Figure 7. Spreadsheet outputted by "gisaidprep.py" script containing sequence metadata conforming to GISAID submission requirements


Figure 8. A number of the commands that can be issued by the CLI2 command-line tool
After submission of the sequence data and metadata to GISAID through the CLI2 tool, the data will be reviewed by curators at GISAID. The uploader will be notified by email of successfully-released samples (together with their corresponding individual accession IDs) from submit@gisaid.org, and the samples made immediately available to registered GISAID users. On the other hand, the uploader will be notified by email of unsuccessful sample/s from hcov-19@gisaid.org with the reason for the non-release of each of these sample/s. The uploader may resubmit with the corrected sequence/s or inform GISAID that the sequence/s is correct and is supported by the raw sequencing data.

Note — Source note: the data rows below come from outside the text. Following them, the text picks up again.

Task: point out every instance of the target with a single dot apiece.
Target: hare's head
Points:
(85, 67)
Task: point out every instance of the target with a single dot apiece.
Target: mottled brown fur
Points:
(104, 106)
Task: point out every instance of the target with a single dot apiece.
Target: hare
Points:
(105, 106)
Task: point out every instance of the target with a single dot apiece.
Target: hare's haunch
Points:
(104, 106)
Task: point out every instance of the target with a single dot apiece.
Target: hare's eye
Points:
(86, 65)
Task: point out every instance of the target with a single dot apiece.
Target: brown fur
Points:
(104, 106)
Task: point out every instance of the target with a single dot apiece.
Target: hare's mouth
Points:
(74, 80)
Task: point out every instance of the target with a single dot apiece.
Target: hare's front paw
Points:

PHA4GE contextual data package

The contextual data template spreadsheet from the package can be used to standardize submission to repositories. See protocol on "Establishing processes to capture standardized contextual data" for details.
NCBI GenBank submission process

BugSeq has conducted an orientation session on submission of sequence and contextual data to INSDC repositories, particularly NCBI GenBank. Sequences previously-generated by PGC Mindanao were submitted in actual during the orientation. This section outlines this process.

Figure 9 shows the landing page or submission portal for sequences in GenBank. The process is done entirely on webpage GUI at the online NCBI GenBank page. The page also shows the overview of previous sequence submissions.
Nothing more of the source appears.